A diplodecade before you spun our cross-coloured overalls
Round and round
Before Ashley Banks ever had a birthday
Free Love was a disco ball
Sexuality was spread thin across our sweaty skin
Everyone kissing everyone on the dance floor
And in 2021, Can We Talk for a Minute shows up
on an oldies playlist–your voice
serenading an awkward inner tween inside of me
And I tell my friend between nostalgic blushing
and recalling a 7th grade daydream
that the 1970s could have held you better
Could’ve hustled a haze over you
Nestled you safe between the glitter and the polyester
How dare I cherish secret like safety
Like I’m not out loud and proud every day
Like I don’t decorate myself in the culture
Twist my tongue around the language
Like I have a right to build an imaginary closet around you
In 1991, we cared way too much
about who your voice could’ve been for
And less about how breathtaking your voice was
So we demanded an answer that you did not even have yet
A language we, nor you could even speak
I don’t know what they want you to do, Tevin
I’ve been living in the Queer Future
Here we only dream of where
We don’t still question and demand impossible evidence
From women and children
And allow whom they have accused
to continue singing along
To our most precious moments
Like we can compromise our values
For an album
For a tv show
But only when they are straight men
Only when their sexualities
Force themselves
Into our parties
They re-bend their names to spell classic
Fit easy in our mouths
Like buffet plate
But we been ready to drink holy water
in the fires of hell
That Lil Nas X found a home in
Because we’ve been told that’s where we’ll end up
So many times
In the Queer Future, we could love you.
We have no titles
Only beautiful bodies
We bathe ourselves gorgeous
Take turns licking the shame
off each other’s backs–we suck glorious
from each other’s bottom lips–celebrate the sex we have
and the sexy we are
We kiss each other softly
under moonlights
Frank oceaning our way to joy
We dirty computer talk
and Kehlani said
you should be here, Tevin.
But I’ll never forget that it was you
you that told us question mark babies
That we could anywhere that we want
Any road that we decide to take.
All that we needed was our precious dreams
And we did
So now
We dance, We grind out loud, We speak
We sing
We live
And it is not perfect, but
but Tevin, maybe I am the fool they call me
to believe sometime in this Queer Future that
we are ready
to love you
forever
Ebo Barton comes from salt— from the moment before worlds converge.
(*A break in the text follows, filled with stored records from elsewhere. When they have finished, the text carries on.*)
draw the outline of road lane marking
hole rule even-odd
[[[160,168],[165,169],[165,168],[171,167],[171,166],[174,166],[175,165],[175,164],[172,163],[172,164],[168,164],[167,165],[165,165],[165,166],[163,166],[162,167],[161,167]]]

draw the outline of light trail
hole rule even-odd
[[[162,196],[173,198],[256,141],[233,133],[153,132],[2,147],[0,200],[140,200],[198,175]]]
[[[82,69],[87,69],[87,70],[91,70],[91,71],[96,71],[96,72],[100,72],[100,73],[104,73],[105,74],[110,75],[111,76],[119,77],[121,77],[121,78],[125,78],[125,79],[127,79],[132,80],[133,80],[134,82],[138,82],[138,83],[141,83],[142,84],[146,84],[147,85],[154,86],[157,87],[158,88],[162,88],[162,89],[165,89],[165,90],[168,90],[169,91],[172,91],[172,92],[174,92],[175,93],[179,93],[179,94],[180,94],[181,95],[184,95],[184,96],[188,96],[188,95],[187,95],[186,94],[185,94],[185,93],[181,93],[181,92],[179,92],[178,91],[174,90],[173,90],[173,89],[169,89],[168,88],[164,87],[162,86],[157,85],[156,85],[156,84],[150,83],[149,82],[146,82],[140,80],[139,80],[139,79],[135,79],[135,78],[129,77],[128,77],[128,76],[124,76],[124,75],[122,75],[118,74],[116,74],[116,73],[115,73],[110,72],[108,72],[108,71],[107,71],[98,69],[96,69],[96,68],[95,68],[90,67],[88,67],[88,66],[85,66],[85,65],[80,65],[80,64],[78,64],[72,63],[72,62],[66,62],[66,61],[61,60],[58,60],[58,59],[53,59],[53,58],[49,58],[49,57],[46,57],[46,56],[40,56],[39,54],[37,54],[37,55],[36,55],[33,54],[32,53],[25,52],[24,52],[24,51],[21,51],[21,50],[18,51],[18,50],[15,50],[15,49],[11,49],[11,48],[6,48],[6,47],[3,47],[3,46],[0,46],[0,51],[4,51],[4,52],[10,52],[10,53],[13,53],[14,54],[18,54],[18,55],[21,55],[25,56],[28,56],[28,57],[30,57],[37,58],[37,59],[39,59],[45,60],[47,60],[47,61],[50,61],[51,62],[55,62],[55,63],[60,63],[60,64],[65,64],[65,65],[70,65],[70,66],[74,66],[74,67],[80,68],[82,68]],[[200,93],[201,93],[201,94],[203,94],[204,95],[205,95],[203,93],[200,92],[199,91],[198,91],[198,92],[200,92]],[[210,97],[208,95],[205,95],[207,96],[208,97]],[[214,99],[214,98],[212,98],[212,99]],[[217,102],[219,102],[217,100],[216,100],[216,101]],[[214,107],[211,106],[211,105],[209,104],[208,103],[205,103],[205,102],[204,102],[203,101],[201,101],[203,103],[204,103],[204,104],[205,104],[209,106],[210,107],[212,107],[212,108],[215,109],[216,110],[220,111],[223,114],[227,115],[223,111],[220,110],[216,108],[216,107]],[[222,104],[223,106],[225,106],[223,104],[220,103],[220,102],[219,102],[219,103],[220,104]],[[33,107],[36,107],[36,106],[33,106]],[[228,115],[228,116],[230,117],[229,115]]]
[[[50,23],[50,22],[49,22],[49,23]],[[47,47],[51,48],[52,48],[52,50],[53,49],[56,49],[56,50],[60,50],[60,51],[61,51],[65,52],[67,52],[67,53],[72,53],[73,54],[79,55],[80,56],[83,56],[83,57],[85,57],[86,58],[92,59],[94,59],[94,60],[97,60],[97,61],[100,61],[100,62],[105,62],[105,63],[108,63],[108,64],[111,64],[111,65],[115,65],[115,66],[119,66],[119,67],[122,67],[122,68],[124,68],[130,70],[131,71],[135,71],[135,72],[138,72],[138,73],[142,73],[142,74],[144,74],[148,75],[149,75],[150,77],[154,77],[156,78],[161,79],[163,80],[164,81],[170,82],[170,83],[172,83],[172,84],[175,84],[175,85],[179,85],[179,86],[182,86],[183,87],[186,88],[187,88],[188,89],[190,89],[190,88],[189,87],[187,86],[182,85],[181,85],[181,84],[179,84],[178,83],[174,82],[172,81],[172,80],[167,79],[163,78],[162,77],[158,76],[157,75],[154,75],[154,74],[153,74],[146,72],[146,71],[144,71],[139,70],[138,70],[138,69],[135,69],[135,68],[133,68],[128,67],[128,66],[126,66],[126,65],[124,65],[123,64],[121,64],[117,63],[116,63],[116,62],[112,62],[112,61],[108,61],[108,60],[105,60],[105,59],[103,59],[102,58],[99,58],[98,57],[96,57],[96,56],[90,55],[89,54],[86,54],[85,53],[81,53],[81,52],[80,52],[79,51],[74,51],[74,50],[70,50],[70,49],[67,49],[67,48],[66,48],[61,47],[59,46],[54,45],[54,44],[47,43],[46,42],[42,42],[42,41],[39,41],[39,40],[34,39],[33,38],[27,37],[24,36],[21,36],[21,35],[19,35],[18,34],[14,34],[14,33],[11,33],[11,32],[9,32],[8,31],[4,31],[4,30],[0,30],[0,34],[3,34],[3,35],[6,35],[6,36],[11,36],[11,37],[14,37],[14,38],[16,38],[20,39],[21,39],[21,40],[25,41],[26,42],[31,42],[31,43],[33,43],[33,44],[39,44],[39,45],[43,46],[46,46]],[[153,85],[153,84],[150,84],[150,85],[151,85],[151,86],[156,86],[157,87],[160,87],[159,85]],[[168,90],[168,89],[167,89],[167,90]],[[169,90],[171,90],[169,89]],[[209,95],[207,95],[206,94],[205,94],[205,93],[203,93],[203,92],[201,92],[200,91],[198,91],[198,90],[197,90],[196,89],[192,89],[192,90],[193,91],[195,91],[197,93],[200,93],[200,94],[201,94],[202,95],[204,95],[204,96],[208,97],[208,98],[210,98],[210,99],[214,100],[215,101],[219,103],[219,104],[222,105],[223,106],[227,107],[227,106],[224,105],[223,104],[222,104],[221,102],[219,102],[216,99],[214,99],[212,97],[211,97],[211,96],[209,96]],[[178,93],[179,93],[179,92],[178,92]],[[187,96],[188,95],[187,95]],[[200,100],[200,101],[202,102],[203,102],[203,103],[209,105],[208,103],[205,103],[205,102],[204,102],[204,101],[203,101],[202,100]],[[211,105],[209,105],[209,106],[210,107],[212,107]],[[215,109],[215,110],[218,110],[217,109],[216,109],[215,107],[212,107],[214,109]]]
In this world, we are still trying to articulate that mixed Black and Filipino, Transgender and Non-Binary, Queer, Artists and Educators not only matter but are precious. In another world, Barton is loved, safe, and valued. The only difference being that the latter is a path they must make themselves. You may have seen Ebo’s work in Natasha Marin’s Black Imagination and heard in the audiobook read by Grammy and Tony award winner, Daveed Diggs. You have also seen Ebo’s work online on Write About Now, Button Poetry, and All Def Poetry channels. In 2016, they placed 5th in the World at Individual World Poetry Slam. In 2017, they co-wrote and co-produced the award-winning play, “Rising Up”. In 2018, they played “Invisible One” in Anastacia Renee’s “Queer. Mama. Crossroads” and reprised the role in 2019. Ebo debuted his first published collection of poetry, Insubordinate in 2020. In 2021, Insubordinate was named a Washington State Book Award Finalist in the Poetry Category and Black Imagination was named a Washington State Award Finalist in the Creative Non-Fiction Category. A leader in arts and activism, Ebo Barton is committed to creating opportunities for others to organize, heal and rejoice. From curated shows like Alchemy Poetry with Ben Yisrael to educating across the country at various institutions, 2020 Jack Straw Writing Fellow, Ebo Barton’s written, performative, and community work demand societal reckoning.